Alphabet Aktie: 462 Milliarden Cloud-Auftragsbestand
30.06.2026 - 01:29:44 | boerse-global.de
Alphabet hat am Montag einen der stärksten Handelstage seit Wochen erlebt. Die Aktie legte 4,11 Prozent auf 308,90 Euro zu — angetrieben von Berichten über eine beispiellose Nachfrage nach KI-Infrastruktur und einen rekordverdächtigen Cloud-Auftragsbestand.
KI-Kapazitäten werden rationiert
Der eigentliche Auslöser ist eine Meldung der Financial Times vom Wochenende: Alphabet rationiert den Zugang zu seinen Gemini-KI-Modellen. Die Nachfrage übersteigt die verfügbaren Rechenkapazitäten so deutlich, dass das Unternehmen selbst große Partner abweisen musste. Meta Platforms gehört dazu. Mehrere interne Entwicklungsprojekte bei Meta sollen dadurch ins Stocken geraten sein.
Das klingt zunächst nach einem Problem. Für Investoren ist es das Gegenteil. Wer rationieren muss, hat Preissetzungsmacht. Und wer selbst den größten Plattformen der Welt den Zugang beschränkt, signalisiert eine Marktstellung, die sich kaum besser belegen lässt.

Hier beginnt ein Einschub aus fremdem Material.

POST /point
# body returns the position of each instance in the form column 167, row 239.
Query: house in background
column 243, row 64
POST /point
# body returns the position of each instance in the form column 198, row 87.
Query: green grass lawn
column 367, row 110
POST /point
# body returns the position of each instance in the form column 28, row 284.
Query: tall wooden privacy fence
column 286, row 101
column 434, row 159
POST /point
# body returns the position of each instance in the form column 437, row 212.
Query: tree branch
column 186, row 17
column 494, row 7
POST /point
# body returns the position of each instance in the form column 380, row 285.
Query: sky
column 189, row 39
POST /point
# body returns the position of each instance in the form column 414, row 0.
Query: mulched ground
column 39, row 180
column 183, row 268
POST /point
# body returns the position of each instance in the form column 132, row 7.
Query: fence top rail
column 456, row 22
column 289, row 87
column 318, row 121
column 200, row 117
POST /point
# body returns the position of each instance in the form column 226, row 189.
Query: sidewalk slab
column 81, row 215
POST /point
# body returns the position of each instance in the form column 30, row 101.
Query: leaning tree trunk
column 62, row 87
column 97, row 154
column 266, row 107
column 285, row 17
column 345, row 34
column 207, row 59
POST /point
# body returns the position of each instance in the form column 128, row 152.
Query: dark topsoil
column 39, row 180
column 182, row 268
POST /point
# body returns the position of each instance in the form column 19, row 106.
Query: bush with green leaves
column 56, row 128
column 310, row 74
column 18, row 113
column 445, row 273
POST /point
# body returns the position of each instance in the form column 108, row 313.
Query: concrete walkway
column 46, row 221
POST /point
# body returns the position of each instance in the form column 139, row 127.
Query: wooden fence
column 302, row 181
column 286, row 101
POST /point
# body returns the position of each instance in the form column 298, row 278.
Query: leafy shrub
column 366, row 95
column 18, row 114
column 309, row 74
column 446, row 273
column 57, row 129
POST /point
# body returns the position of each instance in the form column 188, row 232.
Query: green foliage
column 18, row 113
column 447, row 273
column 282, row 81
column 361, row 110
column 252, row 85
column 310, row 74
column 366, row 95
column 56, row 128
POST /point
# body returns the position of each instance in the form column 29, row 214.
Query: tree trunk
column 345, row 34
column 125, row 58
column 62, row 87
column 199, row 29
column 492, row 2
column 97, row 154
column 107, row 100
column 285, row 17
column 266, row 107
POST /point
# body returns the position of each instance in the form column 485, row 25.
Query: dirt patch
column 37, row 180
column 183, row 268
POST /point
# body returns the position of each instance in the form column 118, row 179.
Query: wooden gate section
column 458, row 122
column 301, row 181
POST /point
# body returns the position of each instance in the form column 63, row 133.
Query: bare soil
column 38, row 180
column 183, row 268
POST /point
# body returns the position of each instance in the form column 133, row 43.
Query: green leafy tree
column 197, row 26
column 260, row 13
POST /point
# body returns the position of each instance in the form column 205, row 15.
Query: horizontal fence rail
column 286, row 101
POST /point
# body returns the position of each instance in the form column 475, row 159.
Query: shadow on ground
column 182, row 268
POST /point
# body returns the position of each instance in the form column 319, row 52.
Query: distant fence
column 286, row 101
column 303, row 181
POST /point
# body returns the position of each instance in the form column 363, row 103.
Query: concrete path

462 Milliarden Dollar warten auf Abruf
Die Zahlen hinter dieser Knappheit sind beeindruckend. Der Auftragsbestand von Google Cloud hat sich innerhalb eines Quartals nahezu verdoppelt und erreicht nun 462 Milliarden Dollar. Das entspricht etwa dem Sechsfachen des aktuellen Jahresumsatzes der gesamten Cloud-Sparte.
Mehr als die Hälfte dieses Bestands soll innerhalb der nächsten 24 Monate als Umsatz verbucht werden. Um die nötige Infrastruktur zu schaffen, plant Alphabet Investitionen zwischen 180 und 190 Milliarden Dollar für das Gesamtjahr 2026 — vor allem in Rechenzentren und die hauseigenen TPU-Chips für KI-Anwendungen.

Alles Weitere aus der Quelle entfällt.